TCU hasn’t won a big game since Thanksgiving 2012. Close games against Baylor, LSU (sort of), and Oklahoma State are irrelevant. The Frogs have a chance Saturday. Honestly, they always have a chance. Especially against Oklahoma. Even when an already bad offense was its worst last year, the defense kept TCU in the game. Now the offense, at its most basic, is functionable. TCU has all the tools to win this game, they just have show the brass. Saturday’s almost guaranteed to be another gritty boxing match.

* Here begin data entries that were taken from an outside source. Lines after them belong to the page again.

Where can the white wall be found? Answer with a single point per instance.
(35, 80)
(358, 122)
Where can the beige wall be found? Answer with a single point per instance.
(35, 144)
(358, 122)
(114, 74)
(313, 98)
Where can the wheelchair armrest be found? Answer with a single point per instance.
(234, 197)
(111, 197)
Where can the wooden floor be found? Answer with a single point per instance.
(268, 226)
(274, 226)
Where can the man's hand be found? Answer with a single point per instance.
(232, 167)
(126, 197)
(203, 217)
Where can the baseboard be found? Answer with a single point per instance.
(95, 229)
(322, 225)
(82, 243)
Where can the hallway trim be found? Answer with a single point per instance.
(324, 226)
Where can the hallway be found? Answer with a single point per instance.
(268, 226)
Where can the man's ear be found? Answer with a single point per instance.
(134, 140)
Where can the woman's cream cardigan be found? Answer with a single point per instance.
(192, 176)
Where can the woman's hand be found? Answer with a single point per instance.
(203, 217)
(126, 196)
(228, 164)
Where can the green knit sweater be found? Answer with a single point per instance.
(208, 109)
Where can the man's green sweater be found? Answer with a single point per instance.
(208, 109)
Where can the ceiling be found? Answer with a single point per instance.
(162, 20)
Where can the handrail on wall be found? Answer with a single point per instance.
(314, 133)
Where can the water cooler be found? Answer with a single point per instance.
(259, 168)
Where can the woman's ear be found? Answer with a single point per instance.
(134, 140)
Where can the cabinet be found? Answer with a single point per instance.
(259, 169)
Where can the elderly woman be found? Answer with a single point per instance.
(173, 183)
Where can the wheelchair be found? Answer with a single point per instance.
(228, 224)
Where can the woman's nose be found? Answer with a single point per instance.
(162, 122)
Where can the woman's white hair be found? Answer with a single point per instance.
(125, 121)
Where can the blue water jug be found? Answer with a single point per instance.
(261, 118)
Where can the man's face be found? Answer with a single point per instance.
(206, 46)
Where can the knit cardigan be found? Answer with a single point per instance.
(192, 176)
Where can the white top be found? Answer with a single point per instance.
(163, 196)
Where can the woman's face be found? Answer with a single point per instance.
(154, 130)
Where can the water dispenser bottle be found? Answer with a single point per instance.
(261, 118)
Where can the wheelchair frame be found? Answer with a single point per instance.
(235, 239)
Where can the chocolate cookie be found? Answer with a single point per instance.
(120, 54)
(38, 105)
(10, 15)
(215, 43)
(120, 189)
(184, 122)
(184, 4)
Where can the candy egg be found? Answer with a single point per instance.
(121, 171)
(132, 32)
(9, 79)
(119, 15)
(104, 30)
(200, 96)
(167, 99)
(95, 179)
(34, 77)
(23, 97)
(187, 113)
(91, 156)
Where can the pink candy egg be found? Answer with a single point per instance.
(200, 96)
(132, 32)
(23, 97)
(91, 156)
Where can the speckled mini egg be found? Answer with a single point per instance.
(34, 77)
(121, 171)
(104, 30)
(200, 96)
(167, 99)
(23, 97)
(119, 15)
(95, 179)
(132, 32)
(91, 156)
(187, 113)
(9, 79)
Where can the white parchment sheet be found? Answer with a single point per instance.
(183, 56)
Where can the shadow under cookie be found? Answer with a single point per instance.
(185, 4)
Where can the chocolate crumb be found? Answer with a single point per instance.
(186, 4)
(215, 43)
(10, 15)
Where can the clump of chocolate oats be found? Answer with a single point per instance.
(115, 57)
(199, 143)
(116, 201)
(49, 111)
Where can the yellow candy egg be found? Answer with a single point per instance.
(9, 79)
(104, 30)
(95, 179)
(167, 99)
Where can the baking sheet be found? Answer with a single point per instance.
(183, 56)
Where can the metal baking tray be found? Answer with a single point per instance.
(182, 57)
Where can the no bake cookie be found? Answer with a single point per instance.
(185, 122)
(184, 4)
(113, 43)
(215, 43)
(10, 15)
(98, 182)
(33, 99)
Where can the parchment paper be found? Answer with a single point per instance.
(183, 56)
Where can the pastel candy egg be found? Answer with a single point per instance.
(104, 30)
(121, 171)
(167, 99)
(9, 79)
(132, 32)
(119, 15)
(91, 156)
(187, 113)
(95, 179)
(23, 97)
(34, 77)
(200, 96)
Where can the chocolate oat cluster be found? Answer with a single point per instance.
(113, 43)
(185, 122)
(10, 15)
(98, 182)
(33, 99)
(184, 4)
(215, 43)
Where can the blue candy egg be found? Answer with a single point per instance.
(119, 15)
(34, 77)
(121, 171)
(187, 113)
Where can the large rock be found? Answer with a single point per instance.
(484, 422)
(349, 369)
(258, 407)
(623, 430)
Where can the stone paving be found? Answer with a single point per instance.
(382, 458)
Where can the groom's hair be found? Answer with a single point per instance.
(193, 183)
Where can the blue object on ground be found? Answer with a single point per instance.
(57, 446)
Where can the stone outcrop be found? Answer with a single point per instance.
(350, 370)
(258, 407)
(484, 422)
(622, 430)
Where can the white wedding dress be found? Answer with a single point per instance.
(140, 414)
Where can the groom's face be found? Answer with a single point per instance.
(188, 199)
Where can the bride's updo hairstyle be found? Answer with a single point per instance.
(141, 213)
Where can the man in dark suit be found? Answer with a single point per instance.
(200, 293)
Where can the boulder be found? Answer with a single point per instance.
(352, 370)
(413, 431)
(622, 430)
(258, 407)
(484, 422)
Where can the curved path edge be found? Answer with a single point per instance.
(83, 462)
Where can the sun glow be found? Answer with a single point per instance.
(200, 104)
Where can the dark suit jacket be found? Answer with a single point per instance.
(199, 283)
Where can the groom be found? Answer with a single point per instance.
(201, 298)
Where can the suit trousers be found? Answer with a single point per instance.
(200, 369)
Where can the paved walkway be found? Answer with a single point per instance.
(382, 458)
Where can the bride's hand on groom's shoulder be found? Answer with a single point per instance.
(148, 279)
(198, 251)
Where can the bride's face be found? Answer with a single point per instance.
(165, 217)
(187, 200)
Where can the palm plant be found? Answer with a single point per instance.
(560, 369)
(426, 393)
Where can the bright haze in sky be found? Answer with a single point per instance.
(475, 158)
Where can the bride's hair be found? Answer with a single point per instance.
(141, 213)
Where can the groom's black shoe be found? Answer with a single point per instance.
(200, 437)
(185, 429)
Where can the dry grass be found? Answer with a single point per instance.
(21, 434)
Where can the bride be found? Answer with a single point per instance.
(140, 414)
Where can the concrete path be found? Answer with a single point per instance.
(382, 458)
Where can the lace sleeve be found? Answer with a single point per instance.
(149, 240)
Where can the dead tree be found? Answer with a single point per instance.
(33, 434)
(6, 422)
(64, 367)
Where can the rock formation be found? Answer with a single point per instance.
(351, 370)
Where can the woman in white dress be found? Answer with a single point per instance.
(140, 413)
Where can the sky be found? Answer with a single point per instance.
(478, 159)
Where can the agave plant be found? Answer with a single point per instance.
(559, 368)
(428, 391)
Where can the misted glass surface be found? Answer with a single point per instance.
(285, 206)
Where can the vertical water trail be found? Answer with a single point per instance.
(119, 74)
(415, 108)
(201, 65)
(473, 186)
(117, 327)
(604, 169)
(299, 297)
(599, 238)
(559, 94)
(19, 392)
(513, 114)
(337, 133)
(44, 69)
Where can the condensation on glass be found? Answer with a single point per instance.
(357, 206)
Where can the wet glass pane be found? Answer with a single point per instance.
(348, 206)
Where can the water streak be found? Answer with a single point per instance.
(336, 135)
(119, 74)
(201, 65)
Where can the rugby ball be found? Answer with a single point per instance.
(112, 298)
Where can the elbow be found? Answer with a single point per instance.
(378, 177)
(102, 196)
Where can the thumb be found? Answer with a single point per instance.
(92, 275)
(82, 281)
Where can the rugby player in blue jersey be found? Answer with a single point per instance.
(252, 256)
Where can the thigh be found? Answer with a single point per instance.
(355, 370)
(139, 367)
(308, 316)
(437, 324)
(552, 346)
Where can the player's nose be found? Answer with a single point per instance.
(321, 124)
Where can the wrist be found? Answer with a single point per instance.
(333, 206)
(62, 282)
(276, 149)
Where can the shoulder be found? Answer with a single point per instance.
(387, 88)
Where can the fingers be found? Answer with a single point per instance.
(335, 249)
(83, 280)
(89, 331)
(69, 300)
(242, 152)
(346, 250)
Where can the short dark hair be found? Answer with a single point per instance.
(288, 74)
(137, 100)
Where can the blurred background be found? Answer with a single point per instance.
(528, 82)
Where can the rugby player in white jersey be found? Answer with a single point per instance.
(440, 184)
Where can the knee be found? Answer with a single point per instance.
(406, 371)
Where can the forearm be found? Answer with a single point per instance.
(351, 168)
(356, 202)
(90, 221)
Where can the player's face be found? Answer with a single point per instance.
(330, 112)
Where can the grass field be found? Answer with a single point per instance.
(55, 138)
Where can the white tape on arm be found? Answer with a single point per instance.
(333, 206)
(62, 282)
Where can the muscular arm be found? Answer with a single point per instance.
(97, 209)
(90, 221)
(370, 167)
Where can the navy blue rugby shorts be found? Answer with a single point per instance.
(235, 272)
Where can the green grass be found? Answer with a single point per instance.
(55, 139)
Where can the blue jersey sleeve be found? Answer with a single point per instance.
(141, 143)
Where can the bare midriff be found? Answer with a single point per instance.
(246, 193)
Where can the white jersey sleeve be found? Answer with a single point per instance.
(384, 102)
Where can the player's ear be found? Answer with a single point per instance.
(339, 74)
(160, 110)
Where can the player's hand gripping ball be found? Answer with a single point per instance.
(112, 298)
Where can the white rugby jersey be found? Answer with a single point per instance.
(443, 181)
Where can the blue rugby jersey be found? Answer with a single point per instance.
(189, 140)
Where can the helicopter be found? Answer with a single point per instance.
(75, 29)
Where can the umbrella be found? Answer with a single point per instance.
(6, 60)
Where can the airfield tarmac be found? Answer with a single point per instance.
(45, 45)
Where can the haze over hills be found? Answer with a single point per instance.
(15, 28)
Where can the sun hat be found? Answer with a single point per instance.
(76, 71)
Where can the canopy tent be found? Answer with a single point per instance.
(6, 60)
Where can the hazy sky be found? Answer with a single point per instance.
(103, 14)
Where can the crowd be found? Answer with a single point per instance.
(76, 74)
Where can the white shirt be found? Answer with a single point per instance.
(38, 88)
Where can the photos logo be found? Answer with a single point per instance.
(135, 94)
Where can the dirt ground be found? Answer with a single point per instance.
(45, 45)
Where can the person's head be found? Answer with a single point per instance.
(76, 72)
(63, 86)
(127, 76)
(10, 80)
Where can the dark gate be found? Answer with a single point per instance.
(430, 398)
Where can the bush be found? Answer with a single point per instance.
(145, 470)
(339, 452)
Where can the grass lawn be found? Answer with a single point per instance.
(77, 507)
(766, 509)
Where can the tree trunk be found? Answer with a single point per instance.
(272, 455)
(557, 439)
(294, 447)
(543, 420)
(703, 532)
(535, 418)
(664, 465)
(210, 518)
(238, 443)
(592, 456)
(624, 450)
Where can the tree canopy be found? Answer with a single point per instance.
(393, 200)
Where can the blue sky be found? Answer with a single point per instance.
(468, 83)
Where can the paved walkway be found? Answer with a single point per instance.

Gary Patterson’s team has never been short on winning big games. The last big win may have been almost two years ago, but a win Saturday would trounce it. In a lot of ways, the 2005 upset over Oklahoma was TCU’s statement of arrival to big time college football. But the game didn’t hold much weight because as we came to find out, Oklahoma was an okay team and TCU was a really good team--and barring a slip-up to SMU the weekend after, the Horned Frogs arguably would’ve had two undefeated seasons under Patterson. The big difference this year is that Oklahoma is better than that team from 2005, and a potential win would hold up a lot more. So while 2005 may have been the "hey, we’re coming for you" game, Saturday could be the game where we tell Oklahoma, the Big 12, and everyone in between, "Hey, we’ve finally arrived. Sorry it took so long".